2023 MA Art and Science, Central Saint Martins, UAL | Photograph: Poojan Gupta
Medicine packets are made of Polyethylene Terephthalate or Polyvinyl Chloride which are hard plastic resins and cannot be recycled through traditional means. And the costs of separating different components and recycling are just too high for councils to afford. Hence, the majority of empty medicine packs end up in landfill and if disposed incorrectly, in our oceans and waterways.
By initiating a conversation through the proposed work I focused on collecting empty medicine packets now in the UK (initially London) to explore future sustainable possibilities of the material by repurposing them in art projects.
I have always paid attention and responded to environmental concerns not as an activist but as an artist who is engaged and invested in the entanglements of our world. And I plan to take it forward through my artistic response.
The works build on the existing importance and utility of medicines in our lives. It explores medicine packets as an independent unit which gets reshaped and re-explained in relation to human interactions with the same. They are composed of used and discarded medicine packets in layers of repetition to magnify these deformations brought by human touch. It plays with the notion of absent presence within the space, retaining a constant conversation with the past happenings. It refreshes that feeling of touch in the minds of the people. Hence, giving a deeper meaning to touch, a more philosophical meaning that makes humans more connected to the packets of life saving medicines, linking literal and metaphorical utility of medicines.

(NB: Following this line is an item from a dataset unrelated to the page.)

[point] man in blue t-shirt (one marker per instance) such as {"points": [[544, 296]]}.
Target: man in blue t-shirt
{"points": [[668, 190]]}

The existence of these packets seems negligible in our mundane everyday life. But to me, it holds a bigger space than is considered. The works reciprocate the scale of these empty packets to bring together the very common but in a different way. It encourages us to take a step back and look at it differently.
Looking at it now, is not mundane any more but initiates a new aesthetic dialogue around the overlooked everyday. It procures its meaning only when it lives in the experiences of others. It is recreated every time it is experienced. The work questions our way of looking at the humdrum of the everyday.